When Mom Goes to War

by Simon Bolinger

Trigger Warning: domestic abuse

The boy woke to loud voices downstairs. He looked out his window to see that it was still night, he should be asleep. But the voices grew louder, and he recognized them as his mother and father. He shrugged off the covers and padded silently to the top of the stairs, looking down upon the argument. But as he reached up to rub the sleep from his eyes, he heard the loud crash of the door, followed by the quiet sobs of his mother. He stayed there for a minute, watching her cry to herself. He wanted to go down and hold her, make her tears go away, but he knew she would send him back to bed.

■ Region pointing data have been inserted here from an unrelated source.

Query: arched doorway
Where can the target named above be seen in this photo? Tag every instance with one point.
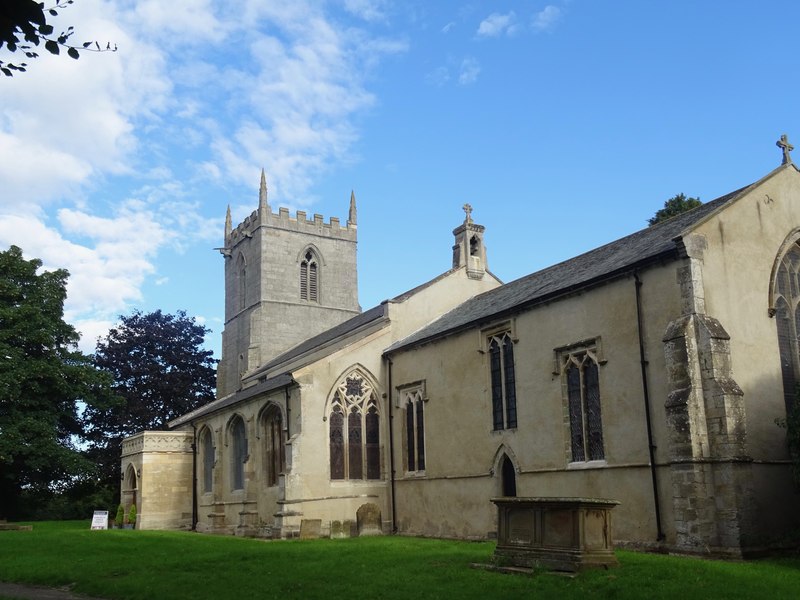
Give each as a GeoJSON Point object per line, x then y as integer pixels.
{"type": "Point", "coordinates": [508, 477]}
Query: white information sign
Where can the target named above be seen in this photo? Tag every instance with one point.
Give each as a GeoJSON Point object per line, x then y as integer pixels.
{"type": "Point", "coordinates": [100, 519]}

The boy stood across from his father as he sifted through a stack of papers, the room shrouded in silence. What the papers were for, he did not know, there were too many for him to find anything out. Beside him, his sister hovered over the chair protectively, waiting for their father’s wrath to show itself. He coughed, lifting his arm to his mouth suddenly, and his sister flinched. They had been burnt by his flame before, and she would not let it happen again.

The boy waited patiently, watching the voices echo off the walls. A loud pounding shred through the arguments, and his father collapsed into his chair in exasperation. A woman, older in age, much older than him, began to talk. Her mouth moved, but the boy heard nothing. His mind was filled with the silent screams of his mother as she tried to contain her emotions, like a volcano holding in it’s fire. He shifted his gaze from the brown, chipping walls, to his mother. She looked tired, both of mind and body. Her eyes sat deep in their sockets, and her hair fell in front of her eyes chaotically. She was a shell of the woman she used to be. But her purpose, it never faltered. She looked towards him and his sister and smiled, mouthing words of love and assurance.

The boy now sat comfortably in the wooden chair, oblivious to the world around him. And his mother observed this happily, as she, with a renewed determination, went to war for him.